DPE : quels risques liés à l’évolution du coefficient Ep/Ef ?
Publié leNote d’analyse de Coénove concernant les impacts d’une modification artificielle du coefficient Ep/Ef (indicateur de référence sur la consommation d’énergie primaire des logements) dans le cadre d’une révision du DPE.
Résumé des principaux arguments
- Une modification du coefficient Ep/Ef (PEF) de l’électricité dans le DPE serait une très mauvaise mesure pour de nombreuses raisons :
Le DPE serait décorrélé des flux physiques réels avec un avantage indu qui serait donné à des systèmes énergétiques peu performants.
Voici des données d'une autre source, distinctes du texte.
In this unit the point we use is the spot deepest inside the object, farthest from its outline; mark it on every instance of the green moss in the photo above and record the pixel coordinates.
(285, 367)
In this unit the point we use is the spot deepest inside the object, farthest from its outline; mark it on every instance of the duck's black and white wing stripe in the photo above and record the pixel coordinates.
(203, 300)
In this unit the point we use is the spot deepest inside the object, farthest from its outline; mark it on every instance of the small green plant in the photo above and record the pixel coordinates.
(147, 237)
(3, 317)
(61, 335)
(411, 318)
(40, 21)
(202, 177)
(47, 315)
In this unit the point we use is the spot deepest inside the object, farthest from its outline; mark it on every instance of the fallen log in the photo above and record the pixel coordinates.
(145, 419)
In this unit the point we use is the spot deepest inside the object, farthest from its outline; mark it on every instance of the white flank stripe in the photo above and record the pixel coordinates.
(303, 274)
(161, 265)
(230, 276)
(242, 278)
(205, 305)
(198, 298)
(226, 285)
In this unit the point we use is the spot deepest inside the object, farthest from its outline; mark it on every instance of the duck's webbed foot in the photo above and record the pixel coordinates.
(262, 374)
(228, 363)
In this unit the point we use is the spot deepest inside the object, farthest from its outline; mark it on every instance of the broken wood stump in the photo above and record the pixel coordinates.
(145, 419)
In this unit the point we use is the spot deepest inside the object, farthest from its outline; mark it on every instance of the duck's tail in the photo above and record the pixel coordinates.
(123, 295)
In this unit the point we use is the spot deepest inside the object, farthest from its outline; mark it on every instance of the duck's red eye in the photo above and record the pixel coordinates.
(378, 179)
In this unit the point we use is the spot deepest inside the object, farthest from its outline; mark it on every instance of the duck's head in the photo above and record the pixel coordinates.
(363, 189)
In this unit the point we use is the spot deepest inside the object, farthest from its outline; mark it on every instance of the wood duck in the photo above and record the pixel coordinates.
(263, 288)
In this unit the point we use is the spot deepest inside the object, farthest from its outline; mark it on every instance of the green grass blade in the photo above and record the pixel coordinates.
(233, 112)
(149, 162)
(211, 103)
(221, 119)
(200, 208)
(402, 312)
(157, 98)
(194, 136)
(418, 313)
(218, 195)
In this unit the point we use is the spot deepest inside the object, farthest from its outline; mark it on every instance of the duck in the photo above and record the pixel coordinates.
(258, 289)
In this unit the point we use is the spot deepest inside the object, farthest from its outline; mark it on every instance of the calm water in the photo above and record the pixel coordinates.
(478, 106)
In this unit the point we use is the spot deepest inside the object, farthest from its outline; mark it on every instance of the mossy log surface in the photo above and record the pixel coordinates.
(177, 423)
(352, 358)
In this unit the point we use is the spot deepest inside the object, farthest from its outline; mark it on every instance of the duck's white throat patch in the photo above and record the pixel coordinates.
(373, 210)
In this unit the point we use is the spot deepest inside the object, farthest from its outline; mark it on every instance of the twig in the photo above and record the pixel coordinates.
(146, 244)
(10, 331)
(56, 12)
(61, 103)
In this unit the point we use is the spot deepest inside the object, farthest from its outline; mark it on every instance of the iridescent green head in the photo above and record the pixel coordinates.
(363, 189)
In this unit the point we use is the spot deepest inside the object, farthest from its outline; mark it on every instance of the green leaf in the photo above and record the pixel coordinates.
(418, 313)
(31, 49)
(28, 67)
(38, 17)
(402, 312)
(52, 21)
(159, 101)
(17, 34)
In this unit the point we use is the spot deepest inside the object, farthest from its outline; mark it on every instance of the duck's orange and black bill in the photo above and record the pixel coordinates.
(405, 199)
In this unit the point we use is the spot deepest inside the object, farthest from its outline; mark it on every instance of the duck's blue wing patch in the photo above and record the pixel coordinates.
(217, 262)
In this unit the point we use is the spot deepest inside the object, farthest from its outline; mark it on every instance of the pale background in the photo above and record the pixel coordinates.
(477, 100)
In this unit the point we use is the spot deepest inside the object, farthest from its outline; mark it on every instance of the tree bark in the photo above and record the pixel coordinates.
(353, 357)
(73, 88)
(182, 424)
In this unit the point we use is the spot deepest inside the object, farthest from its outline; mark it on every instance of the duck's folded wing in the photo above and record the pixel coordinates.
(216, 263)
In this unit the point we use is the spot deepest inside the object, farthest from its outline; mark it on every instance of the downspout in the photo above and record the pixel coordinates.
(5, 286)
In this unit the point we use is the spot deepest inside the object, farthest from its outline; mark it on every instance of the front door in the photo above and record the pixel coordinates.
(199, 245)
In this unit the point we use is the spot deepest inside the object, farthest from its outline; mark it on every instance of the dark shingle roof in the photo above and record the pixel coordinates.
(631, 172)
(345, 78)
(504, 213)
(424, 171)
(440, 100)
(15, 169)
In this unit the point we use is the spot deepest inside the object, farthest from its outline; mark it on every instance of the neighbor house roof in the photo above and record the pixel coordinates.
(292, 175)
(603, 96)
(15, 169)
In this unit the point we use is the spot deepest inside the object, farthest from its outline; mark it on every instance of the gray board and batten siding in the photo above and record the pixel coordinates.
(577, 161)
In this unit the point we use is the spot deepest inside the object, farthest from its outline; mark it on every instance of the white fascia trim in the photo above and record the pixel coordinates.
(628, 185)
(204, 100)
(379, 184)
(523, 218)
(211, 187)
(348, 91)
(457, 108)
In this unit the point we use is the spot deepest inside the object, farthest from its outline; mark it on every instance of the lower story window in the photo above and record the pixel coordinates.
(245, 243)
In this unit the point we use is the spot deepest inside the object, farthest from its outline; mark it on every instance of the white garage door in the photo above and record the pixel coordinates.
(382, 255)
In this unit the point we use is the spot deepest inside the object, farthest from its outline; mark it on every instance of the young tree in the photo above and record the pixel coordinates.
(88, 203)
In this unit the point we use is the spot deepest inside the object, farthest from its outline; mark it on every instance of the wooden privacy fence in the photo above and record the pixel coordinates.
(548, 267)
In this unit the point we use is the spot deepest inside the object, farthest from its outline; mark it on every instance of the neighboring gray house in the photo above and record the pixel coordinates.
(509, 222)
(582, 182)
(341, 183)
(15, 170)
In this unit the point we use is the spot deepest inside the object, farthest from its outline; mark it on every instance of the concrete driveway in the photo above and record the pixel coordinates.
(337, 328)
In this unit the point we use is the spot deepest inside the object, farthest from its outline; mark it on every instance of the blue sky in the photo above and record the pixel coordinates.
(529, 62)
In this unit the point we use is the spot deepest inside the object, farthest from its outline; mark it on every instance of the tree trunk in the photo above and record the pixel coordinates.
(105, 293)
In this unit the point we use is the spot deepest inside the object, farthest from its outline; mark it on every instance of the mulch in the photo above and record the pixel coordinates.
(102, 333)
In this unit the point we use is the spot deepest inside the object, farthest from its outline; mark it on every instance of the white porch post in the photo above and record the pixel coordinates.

- Un déphasage serait introduit avec la logique européenne (DPEB) qui raisonne en énergie primaire et avec la priorité fondée sur le principe « energy efficiency first ».
- Le calcul du PEF sur le mix énergétique de la France en 2024 devrait conduire, pour le DPE des bâtiments existant, à une hausse au-delà de la valeur actuelle de 2,3, plutôt qu’à une baisse. Le coefficient de 2,3 est donc déjà « avantageux » pour le vecteur électrique, dans la situation actuelle.
- 700 000 à 1,4 millions de logements seraient artificiellement sortis du statut de « passoires énergétiques », sans aucune amélioration de la performance réelle ni de la facture énergétique entraînant un risque d’aggravation de la précarité énergétique des ménages.
- L’électricité est déjà favorisée dans les étiquettes DPE des logements puisque, depuis 2021, les classes (A à F) sont désormais définies par une double échelle en consommation (kWh d’énergie primaire) et en émission de CO2, avec des facteurs d’émission de CO2 attribués à l’électricité fondés sur des moyennes passées qui ne représentent pas l’effet de l’électrification des usages.
- Un avantage préjudiciable serait donné à l’effet Joule peu performant, aux équipements de climatisation (majoritairement asiatiques) avec un risque d’électrification à outrance du secteur du bâtiment (fortement thermosensible) et d’aggravation de la « pointe électrique » hivernale avec des conséquences risquées sur la sécurité d’approvisionnement du pays et les finances publiques
- Une électrification à outrance du secteur des bâtiments conduirait, contrairement à l’effet escompté, à une hausse contre-productive des émissions de CO2 à l’échelle européenne en raison des surconsommations électriques couvertes par des moyens de pointe fortement carbonés, souvent situés dans les pays limitrophes comme l’Allemagne.
- Le manque de cohérence et le yo-yo permanent sur les aides, les normes et les indicateurs créent une complexité et une confusion qui poussent propriétaires et locataires à l’attentisme. Cela brouille les messages et se traduit, en cascade, par l’atonie de l’ensemble des marchés liés au secteur du bâtiment, avec des conséquences dramatiques sur le plan économique, social et environnemental.
Les conséquences d’une évolution du PEF devraient a minima faire l’objet d’un large débat politique, d’une consultation de l’ensemble de la filière et d’une simulation précise par RTE des éventuelles conséquences sur les scénarios prospectifs de rénovation des bâtiments, d’électrification des usages et de pointe électrique hivernale à gérer en cas d’aléas climatiques, technologiques ou géopolitiques.
La modification du coefficient Ep/Ef et la sortie artificielle, sans aucun travaux réalisés, de plusieurs centaines de milliers de logement du statut de « passoire thermique » seront considérées comme un «tripatouillage politique» de l’outil de mesure pour masquer l’incapacité à rénover en profondeur les bâtiments selon le rythme fixé. Ce serait une décision politiquement extrêmement risquée, avec des conséquences multiples et mal maîtrisées.